Carbohydrate Testing Methods in Food
The three reactions above have almost the same principle, namely using an aldehyde group in sugar to reduce the Cu2SO4 compound to Cu2O (brick red enpadan) after being heated in an alkaline atmosphere (Benedict and Fehling) or acid (Barfoed) with the addition of a binding agent (chelating agent) like Na-citrate and K-Na-tatrat.
Iodine reaction
KH (poilisaccharide) + Iod (I2) à specific color (black blue)
Seliwanoff's reaction
KH (ketose) + H2SO4 à furfural à + resorcinol à red color.
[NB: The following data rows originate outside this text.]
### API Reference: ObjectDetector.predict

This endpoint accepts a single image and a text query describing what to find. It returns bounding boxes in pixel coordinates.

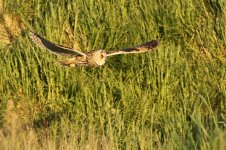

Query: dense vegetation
[0,0,226,150]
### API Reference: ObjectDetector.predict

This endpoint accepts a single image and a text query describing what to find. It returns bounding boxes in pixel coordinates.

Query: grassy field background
[0,0,226,150]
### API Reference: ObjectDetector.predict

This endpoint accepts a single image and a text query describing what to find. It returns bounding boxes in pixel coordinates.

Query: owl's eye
[100,54,104,59]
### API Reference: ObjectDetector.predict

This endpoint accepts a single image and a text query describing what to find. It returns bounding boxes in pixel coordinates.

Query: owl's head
[94,50,107,66]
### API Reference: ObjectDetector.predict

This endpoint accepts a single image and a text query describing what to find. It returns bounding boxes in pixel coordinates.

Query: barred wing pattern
[30,32,159,67]
[107,40,159,56]
[30,32,86,56]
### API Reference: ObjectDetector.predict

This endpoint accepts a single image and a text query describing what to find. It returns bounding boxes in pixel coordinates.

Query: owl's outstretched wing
[107,40,159,56]
[29,32,86,56]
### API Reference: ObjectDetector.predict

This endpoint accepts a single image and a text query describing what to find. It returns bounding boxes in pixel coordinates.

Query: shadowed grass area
[0,0,226,150]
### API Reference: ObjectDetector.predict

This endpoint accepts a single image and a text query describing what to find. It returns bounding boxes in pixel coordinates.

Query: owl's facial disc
[95,50,107,65]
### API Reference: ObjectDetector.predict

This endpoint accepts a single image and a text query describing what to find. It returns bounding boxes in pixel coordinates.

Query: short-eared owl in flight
[30,32,159,67]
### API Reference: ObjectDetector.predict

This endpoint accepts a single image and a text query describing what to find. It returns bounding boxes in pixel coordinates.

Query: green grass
[0,0,226,150]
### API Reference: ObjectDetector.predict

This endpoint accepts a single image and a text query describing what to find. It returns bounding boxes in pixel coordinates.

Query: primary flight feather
[30,32,159,67]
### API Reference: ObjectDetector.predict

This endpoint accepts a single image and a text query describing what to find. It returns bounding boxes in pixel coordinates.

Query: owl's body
[30,32,159,67]
[59,50,107,67]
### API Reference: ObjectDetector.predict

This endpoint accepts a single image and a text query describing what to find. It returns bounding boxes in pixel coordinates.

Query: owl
[29,32,159,67]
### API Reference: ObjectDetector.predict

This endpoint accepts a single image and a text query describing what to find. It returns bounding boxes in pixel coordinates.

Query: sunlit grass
[0,0,226,150]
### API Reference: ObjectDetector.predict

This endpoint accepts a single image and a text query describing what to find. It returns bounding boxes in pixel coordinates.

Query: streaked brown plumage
[30,32,159,67]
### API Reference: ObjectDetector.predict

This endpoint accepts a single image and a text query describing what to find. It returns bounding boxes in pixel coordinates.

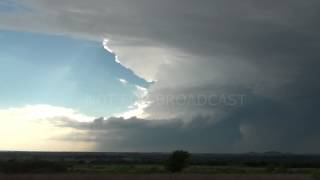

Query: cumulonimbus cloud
[0,0,320,152]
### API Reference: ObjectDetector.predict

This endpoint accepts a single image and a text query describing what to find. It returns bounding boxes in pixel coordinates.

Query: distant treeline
[0,152,320,173]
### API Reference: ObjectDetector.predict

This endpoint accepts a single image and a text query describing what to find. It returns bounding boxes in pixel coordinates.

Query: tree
[166,150,190,172]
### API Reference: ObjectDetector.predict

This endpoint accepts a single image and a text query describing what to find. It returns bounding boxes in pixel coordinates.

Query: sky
[0,0,320,153]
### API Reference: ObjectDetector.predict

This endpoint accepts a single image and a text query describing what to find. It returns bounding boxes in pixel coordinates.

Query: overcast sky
[0,0,320,153]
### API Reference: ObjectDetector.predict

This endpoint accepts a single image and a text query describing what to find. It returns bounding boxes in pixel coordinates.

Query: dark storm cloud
[0,0,320,152]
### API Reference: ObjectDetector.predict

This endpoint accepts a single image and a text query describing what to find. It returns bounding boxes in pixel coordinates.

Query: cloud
[0,105,95,151]
[119,78,128,85]
[0,0,320,152]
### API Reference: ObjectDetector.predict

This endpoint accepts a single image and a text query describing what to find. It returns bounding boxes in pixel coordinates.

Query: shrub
[166,150,190,172]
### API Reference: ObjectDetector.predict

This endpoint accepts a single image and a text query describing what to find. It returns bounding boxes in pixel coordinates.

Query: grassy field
[0,174,312,180]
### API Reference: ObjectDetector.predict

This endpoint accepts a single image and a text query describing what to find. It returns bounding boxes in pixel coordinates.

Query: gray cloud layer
[0,0,320,152]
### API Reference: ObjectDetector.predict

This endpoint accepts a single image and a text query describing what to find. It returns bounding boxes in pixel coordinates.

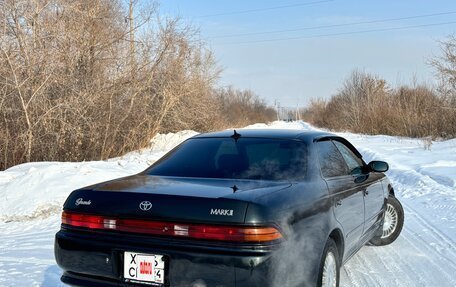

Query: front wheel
[370,196,404,246]
[317,238,340,287]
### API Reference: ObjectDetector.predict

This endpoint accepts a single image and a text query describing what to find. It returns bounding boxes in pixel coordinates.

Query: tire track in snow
[341,141,456,286]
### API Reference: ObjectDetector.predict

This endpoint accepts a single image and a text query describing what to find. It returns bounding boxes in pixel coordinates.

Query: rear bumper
[55,229,277,287]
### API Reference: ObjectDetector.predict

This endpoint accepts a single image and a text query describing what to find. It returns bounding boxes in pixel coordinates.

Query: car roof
[194,129,337,141]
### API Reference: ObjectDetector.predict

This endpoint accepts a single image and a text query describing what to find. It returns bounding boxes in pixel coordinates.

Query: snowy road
[0,123,456,287]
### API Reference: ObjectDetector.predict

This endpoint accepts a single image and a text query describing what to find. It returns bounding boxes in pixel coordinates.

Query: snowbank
[0,131,197,222]
[0,121,456,222]
[0,122,456,287]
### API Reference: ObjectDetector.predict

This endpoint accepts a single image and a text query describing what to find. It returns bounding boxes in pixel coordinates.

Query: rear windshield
[146,138,306,180]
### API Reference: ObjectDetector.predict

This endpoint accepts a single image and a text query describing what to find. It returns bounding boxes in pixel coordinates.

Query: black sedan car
[55,130,403,287]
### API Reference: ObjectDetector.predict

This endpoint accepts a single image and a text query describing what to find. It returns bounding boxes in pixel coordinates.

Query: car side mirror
[368,160,389,172]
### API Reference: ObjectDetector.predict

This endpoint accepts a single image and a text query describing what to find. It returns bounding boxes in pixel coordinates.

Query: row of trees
[0,0,274,170]
[302,36,456,138]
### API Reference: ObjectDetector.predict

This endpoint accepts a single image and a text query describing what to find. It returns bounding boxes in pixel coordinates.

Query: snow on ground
[0,122,456,287]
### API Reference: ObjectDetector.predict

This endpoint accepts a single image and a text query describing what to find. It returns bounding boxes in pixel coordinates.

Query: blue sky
[160,0,456,107]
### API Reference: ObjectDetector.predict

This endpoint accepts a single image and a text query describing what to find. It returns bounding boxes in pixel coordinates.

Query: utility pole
[128,0,136,80]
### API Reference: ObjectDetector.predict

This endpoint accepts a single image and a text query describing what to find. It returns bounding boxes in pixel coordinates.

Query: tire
[317,238,341,287]
[370,196,404,246]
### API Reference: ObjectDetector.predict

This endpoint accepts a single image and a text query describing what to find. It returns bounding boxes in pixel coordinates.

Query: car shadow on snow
[40,265,68,287]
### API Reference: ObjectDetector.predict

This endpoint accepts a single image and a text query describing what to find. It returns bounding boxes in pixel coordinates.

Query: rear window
[146,138,307,180]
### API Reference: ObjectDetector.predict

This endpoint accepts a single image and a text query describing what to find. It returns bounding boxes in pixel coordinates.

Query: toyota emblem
[139,201,152,211]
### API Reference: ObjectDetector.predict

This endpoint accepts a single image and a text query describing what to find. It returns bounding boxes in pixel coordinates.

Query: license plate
[124,252,165,286]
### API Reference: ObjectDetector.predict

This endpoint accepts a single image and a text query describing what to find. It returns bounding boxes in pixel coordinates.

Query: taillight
[62,211,282,243]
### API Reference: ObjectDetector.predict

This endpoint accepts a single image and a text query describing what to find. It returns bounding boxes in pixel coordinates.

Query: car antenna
[231,130,241,142]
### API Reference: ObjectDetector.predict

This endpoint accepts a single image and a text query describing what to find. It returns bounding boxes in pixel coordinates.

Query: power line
[208,11,456,39]
[214,21,456,45]
[195,0,335,18]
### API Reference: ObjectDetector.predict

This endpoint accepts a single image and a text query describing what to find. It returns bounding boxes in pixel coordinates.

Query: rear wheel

KH (aldosa) + H2SO4 à furfural à + resorcinol à negative
Osazon reaction
This reaction can be used both for aldose and ketose solutions, by adding a phenylhydrazine solution, then heated to form a yellow crystal called hydrazone (osazon).
Quantitative Test
For the determination of carbohydrate levels can be done by physical, chemical, enzymatic, and chromatographic methods (not discussed).
Physical Method
There are two (2) types, namely:
Based on the refractive index
This method uses a device called a refractometer, which is by the formula:
X = [(A + B) C - BD)]
Where :
X =% of sucrose or sugar obtained
A = weight of sample solution (g)
B = weight of diluent solution (g)
C =% sucrose in camp A and B in the table
D =% sucrose in thinner B
Based on optical rotation
This method is used based on the optical properties of sugars that have an asymmetrical structure (can rotate the plane of polarization) so that it can be measured using a device called a polarimeter or digital polarimeter (the result can be known directly) called a sacarimeter.
According to Biot law; "The optical rotation size of each individual sugar is proportional to the concentration of the solution and the thickness of the liquid" so that it can be calculated using the formula:
[a] D20 = 100 A
L x C
Where :
[a] D20 = rotation type at 20 oC using
D = yellow light at a wavelength of 589 nm from the Na lamp
A = observed angle of rotation
C = content (in g / 100 ml)
L = tube length (dm)
so C = 100 A
L x [a] D20
Chemical Method
This method is based on the reducing properties of sugars, such as glucose, galactose, and fructose (except sucrose because it has no aldehyde group). Even though fructose does not have an aldehyde group, it has an alpha hydroxy ketone group, so that it can still react.
In this chemical method there are two (2) kinds of ways, namely:
Titration
For the first way, it can see the standardized method by BSN, namely the SNI for food and beverage testing SNI number 01-2892-1992.
Spectrophotometry
The second method uses the principle of CuSO4 reduction reaction by carbonyl groups on reducing sugars which after heating is formed of oxide oxide deposits (Cu2O) and then added Na-citrate and Na-tatrate and phosphomolibdic acid to form a blue compound compound that can be measured by spectrophotometer at a wavelength of 630 nm.
Enzymatic Method
For this enzymatic method, it is very appropriate to be used for determining the sugar casing individually, due to the work of a very specific enzyme. Examples of enzymes that can be used are glucose oxidase and hexokinase. Both are used to measure glucose levels.
Glucose oxidase
D-Glucose + O2 by glucose oxidase à Gluconate Acid and H2O2
H2O2 + O-disianidin by the peroxidase enzyme à 2H2O + brown-oxidized O-disianidin (can be measured at 1540 nm)
Hexokinase
D-Glucose + ATP by hexokinase à Glucose-6-Phosphate + ADP
Glucose-6-Phosphate + NADP + by glucose-6-phosphate dehydrogenase à Gluconate-6-Phosphate + NADPH + H + The presence of fluorescent NADPH (having chromophore groups) can be measured at 334 nm where the amount of NADPH formed is equal to the amount of glucose.